What I’m Reading: Damon Salesa
I’m currently reading Ryan Bodman’s new Rugby League in New Zealand: A People’s History. I skimmed it quickly as soon as my copy arrived, and now am working my way through it from front to back: I’m loving it, and it combines two things I care about – sport and social change.
Rugby league has a particularly compelling history in New Zealand, with its growth in and across the deepest of fault lines in New Zealand’s culture – race, social class, region, urban/rural/suburban, labour/ capital, gangs, new forms of corporatisation and media – and Ryan’s book does a great job at tackling (forgive me) these.
I’m now back to the last couple of chapters of a book about management, accounting, and finance, but which takes it up in a way that is utterly compelling and has occasioned some sombre reflection on my part.
It’s a book by Caitlin Rosenthal called Accounting for Slavery: Masters and Management and is a confronting book, in compelling detail, about the reprehensible but profitable nature of slavery. It draws out the way that many familiar management techniques were embedded—by the late 1700s—in the systems of slavery in the US.

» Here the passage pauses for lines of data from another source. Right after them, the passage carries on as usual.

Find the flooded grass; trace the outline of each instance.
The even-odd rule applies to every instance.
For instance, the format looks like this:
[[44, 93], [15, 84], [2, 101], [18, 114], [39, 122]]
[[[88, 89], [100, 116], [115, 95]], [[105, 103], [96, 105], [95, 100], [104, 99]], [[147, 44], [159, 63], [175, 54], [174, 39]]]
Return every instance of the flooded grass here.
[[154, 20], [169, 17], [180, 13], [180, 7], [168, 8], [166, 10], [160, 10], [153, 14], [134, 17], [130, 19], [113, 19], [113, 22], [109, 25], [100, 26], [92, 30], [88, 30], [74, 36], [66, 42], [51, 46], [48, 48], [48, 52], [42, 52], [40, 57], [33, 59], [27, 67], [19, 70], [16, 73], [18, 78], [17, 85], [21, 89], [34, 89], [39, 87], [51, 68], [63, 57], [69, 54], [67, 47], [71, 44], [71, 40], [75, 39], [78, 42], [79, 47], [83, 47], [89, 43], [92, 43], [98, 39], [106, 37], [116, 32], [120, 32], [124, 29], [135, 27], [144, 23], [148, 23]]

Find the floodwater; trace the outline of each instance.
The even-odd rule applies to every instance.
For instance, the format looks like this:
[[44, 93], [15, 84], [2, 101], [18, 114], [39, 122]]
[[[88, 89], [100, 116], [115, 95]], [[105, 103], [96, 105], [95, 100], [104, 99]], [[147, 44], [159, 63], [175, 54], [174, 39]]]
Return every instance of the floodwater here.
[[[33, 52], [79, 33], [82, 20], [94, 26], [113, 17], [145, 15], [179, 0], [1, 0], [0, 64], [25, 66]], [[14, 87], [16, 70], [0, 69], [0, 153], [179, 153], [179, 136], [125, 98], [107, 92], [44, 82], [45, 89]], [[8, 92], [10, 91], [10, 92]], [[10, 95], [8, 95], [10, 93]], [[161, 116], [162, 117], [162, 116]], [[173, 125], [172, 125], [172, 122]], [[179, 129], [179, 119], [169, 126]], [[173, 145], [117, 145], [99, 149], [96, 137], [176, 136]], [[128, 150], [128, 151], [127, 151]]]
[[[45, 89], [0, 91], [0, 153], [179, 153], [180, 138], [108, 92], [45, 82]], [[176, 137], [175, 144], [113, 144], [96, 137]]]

Amidst their horrific and dehumanising activity, slave owners also did productivity analysis, compiled balance sheets denominating units of human life and assigned value to those lives from birth to death and contributed to the rise of “scientific management”. It isn’t just neoliberalism that is the source of the managerial excess and bureaucracy.
Its sobering, which is why I keep a piece of popular crime or action fiction nearby as well.